L’ITER – Ad occuparsi dell’ufficio del personale c’è Lorena Cruber, sua sorella Luisella invece è responsabile dell’ufficio gestione di bilancio (assunta nel 2001). Nell’ufficio logistica, fino a qualche anno fa, lavorava Rosangela Refaldi. Al suo posto, la signora è andata in pensione, c’è ora la figlia Gloria Carminati (assunta nel 2008). Il responsabile dell’ufficio che si occupa della consegna dei pasti nelle varie scuole cittadine, è Damiano Minoglia.
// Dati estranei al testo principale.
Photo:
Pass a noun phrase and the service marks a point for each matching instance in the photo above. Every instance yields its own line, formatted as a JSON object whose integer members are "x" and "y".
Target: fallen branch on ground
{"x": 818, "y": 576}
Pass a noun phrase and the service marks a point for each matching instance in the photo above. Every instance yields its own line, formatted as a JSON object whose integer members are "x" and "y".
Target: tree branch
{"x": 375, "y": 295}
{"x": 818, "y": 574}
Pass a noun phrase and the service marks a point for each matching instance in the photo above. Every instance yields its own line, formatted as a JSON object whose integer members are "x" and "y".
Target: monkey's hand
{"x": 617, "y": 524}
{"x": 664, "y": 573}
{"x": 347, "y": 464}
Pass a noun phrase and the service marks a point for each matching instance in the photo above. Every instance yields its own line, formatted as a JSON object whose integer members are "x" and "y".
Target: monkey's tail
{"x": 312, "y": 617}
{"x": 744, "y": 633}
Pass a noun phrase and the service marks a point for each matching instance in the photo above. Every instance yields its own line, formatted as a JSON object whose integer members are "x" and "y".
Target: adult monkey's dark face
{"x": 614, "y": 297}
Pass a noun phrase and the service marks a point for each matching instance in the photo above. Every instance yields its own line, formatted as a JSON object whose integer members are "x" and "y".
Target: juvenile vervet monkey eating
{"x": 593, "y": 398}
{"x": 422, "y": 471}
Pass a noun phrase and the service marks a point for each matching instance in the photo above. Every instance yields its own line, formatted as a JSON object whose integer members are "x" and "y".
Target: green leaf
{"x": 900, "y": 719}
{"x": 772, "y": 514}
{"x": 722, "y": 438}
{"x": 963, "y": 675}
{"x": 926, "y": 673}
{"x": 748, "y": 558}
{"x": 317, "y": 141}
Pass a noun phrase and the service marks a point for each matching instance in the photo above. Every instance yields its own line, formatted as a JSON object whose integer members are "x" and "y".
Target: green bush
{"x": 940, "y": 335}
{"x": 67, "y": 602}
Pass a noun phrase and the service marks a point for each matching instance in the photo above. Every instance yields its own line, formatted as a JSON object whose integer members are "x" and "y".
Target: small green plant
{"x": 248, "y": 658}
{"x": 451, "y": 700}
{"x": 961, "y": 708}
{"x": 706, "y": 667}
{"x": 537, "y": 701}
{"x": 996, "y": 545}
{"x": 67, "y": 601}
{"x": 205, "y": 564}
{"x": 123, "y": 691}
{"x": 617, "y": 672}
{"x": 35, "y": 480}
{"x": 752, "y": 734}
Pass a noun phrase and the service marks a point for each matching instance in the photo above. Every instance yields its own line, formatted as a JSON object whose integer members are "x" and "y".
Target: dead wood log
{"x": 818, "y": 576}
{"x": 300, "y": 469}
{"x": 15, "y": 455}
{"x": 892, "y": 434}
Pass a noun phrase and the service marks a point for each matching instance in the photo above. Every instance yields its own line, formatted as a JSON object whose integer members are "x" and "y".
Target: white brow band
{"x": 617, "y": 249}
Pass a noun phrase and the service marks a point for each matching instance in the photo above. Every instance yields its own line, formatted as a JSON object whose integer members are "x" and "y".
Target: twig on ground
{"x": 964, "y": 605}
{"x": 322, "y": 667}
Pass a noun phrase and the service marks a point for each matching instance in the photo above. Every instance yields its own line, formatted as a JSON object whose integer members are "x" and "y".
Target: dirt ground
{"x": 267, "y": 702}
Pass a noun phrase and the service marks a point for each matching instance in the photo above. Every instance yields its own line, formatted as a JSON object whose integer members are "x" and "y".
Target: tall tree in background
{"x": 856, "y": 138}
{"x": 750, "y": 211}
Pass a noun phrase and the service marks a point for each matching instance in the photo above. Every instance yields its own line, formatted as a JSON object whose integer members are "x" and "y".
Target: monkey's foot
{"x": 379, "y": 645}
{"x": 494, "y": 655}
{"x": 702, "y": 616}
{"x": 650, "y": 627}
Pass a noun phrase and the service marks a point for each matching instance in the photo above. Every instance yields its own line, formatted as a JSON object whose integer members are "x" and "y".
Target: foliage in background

Invece sua moglie, Giovanna Stanchina, è un’impiegata del panificio (dal 2008). «Su alcune posizioni stiamo verificando se la data di assunzione è successiva al nuovo regolamento e se le procedure sono state corrette», afferma Predolin che ha voluto verificare nome per nome tutti i parenti che «qualche zelante» dipendente ha segnalato. Molte di queste «figure professionali» sono state inizialmente assunte da agenzie di lavoro interinale. Questa era la procedura. Bastava inviare un curriculum a Mi-Ri che girava i nomi dei candidati all’agenzia. Questa faceva i colloqui e poi assumeva con contratti a tempo. Alla scadenza dei contratti, dopo quindi un periodo di verifica, Mi.Ri procedeva con l’assunzione diretta. «Questo sistema non è il mio», puntualizza Predolin.

LE REAZIONI – David Gentili, consigliere del Pd, ha chiesto la convocazione urgente della Commissione di controllo sulle aziende partecipate e un’indagine accurata rispetto alla gestione di Milano Ristorazione in questi anni: «Recentemente abbiamo chiesto al direttore generale del comune di Milano Antonio Acerbo – afferma Gentili – che verifichi la correttezza delle procedure di assunzione che fanno riferimento ad un regolamento del tutto inadeguato alla normativa vigente». Sullo stesso tenore Patrizia Quartieri, consigliere indipendente eletta nelle liste di Rifondazione Comunista: «Non era un obbligo per Milano Ristorazione assumere tramite concorso, è vero. Resta comunque un’operazione molto discutibile sotto il profilo etico quella che porta a trasformare una società al 99% di proprietà comunale in un ufficio di collocamento per familiari, parenti e affini». Al di là delle polemiche politiche certo è che nei casi di Parentopoli sarà risuonata ironica l’indagine sulla soddisfazione del personale che Mi-Ri ha commissionato nel 2004 e nel 2008 quando chiedeva ai propri dipendenti di rispondere a domande sulle relazioni con il proprio responsabile, sul lavoro di gruppo, sul senso di appartenenza e sullo spirito di squadra. Risultato? «La soddisfazione è pari a 78,8% in costante miglioramento dal 2005».